I recently had a similar problem where, without obvious reason, one day
mail for a single user started to get 'lost' or truncated. An
investigation revealed that an xfilter command that passed the messages
off to a spam filter also created a log file. Over time this particular
users log file became maxed out and hence the problems. Once the rather
large log file was deleted, operations returned to normal. Perhaps your
observation that this starts a couple of months after a new user is
created points to a similar problem.
Cheers,
Joe
Sam Varshavchik wrote:
darr...@accenture.com writes:
The problem:
It appears that maildrop truncates and drops messages a couple months
after a user account is active. Over the course of one day, messages of
There's absolutely no code in maildrop that would begin to drop
messages a couple of months after a new user account was created.
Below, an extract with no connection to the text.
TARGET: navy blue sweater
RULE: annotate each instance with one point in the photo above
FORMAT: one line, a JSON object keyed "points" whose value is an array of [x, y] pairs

In fact, maildrop has absolutely no bloody idea when a particular
account was created. That information is simply not available to
maildrop.
[root@cent ~]# rpm -q maildrop
maildrop-1.7.0-1.3
That version of maildrop is over a year old. Even if -- highly
unlikely -- there turns up a problem in that version of maildrop,
after all these years,
nobody would really care about this code, any mode.
Nov 12 14:41:03 cent spamd[2318]: connection from
localhost.localdomain [127.0.0.1] at port 34694
So you have some kind of a spam filter, that you've somehow glued
together with maildrop.
This is the most likely source of your dropped and truncated mail.
There are no known issues in maildrop that would cause lost or
truncated mail. If you use the xfilter command (or an equivalent) to
send mail through an external mail filter, and it loses or corrupts
the mail, there's absolutely nothing that maildrop can do about it.